American motorists may regret that the retail price of gasoline, which has plunged as much as 20 cents a gallon in recent months, is not likely to fall further, and may even climb a bit. But to preserve the extraordinary oil savings that the US has chalked up in the past three years, it may be a good thing if prices stabilize.
In April, reports the American Petroleum Institute (API), total deliveries of petroleum poducts were 1.3 percent higher than in April of 1981 -- ''the first such year to year increase in any month since early 1979.''
Gasoline demand in April, says the API, ''though only about 1 percent above last April, was substantially above the trend of the 1979-80 period.'' Using later figures, the US Department of Energy reports that gasoline use was running even higher during the early part of May.
Experts caution that some of the increase may be due to a buildup of stocks and does not necessarily mean that Americans are growing profligate in their use of oil.
Nonetheless, had prices continued to drop, the incentive to burn less oil might well have been lost.
The pressure has not been lifted totally from OPEC, experts say. For one thing, oil discoveries are occurring mainly outside the cartel area, notably in Mexcio and the North Sea.
If Britain and Norway continue to sell their North Sea oil more cheaply than Nigeria, Algeria, and Libya, these three OPEC members may be tempted to cut prices to gain a larger slice of the market.

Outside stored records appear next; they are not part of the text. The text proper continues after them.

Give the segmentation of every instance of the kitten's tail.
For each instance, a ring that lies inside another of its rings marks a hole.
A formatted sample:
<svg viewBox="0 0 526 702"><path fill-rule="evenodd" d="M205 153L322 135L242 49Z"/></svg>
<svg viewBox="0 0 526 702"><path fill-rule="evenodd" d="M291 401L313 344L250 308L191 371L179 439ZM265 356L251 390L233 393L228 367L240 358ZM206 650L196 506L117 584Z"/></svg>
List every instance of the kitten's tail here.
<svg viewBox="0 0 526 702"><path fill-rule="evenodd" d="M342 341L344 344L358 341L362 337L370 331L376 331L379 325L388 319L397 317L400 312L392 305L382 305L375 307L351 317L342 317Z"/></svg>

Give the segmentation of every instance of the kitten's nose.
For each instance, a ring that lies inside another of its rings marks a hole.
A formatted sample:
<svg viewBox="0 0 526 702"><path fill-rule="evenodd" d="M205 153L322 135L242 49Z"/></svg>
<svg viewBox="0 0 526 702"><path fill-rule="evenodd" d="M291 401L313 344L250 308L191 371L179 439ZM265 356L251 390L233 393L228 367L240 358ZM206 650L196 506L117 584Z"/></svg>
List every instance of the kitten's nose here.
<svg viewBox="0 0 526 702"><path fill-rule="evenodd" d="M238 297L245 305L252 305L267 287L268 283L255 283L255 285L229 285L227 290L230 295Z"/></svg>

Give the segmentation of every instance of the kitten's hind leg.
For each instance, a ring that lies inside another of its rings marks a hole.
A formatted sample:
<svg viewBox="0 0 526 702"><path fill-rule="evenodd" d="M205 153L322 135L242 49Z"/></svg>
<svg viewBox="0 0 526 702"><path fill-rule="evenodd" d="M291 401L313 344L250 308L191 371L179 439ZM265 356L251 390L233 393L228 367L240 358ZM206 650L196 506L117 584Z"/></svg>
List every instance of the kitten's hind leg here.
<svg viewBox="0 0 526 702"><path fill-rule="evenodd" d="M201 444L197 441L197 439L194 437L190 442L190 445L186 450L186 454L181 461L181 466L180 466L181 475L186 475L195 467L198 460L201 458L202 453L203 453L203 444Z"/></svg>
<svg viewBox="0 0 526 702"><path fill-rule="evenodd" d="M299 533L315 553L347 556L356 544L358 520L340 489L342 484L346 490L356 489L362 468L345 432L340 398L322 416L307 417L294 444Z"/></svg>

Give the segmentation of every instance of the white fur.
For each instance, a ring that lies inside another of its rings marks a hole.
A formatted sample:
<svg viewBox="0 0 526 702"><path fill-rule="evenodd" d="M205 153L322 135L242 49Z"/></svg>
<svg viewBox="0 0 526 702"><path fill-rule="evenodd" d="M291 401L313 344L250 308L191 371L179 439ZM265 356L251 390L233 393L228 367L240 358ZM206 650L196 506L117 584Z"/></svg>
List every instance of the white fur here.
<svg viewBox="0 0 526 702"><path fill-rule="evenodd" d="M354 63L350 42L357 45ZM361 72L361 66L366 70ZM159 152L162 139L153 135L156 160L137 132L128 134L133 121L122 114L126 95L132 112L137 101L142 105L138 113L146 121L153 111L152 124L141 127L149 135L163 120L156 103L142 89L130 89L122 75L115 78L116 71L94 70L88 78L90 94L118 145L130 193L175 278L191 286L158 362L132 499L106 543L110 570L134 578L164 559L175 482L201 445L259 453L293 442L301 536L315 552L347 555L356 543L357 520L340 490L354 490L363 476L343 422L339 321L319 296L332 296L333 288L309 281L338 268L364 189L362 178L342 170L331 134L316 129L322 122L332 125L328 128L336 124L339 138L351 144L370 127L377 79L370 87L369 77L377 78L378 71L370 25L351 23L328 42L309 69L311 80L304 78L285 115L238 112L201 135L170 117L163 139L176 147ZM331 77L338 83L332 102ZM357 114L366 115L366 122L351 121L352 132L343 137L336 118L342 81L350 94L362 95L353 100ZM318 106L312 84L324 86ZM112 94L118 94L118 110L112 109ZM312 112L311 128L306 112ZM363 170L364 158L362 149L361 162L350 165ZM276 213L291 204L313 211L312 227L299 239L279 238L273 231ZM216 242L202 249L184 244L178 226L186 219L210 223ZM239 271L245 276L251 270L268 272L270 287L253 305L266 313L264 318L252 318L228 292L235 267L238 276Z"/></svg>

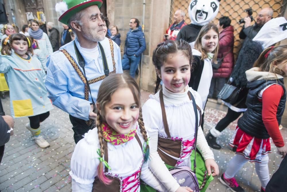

Iran and Iraq -- two major OPEC partners - currently export relatively little oil, because their Persian Gulf war bottles up export channels. Once that war is over, these cartel members may try to shoulder back into the world market at the expense of their partners.
Finally, the governments of perhaps nine of OPEC's 13 members operate in the red, because their oil income has dropped. Some cartel member are forced to cut back on development plans; others borrow in world capital markets.
For all of OPEC's members to operate in the black, says Marshall Thomas of Petroleum Intelligence Weekly, the cartel would have to raise production to more than 22 MBD, far above the current 16.5 million barrel level.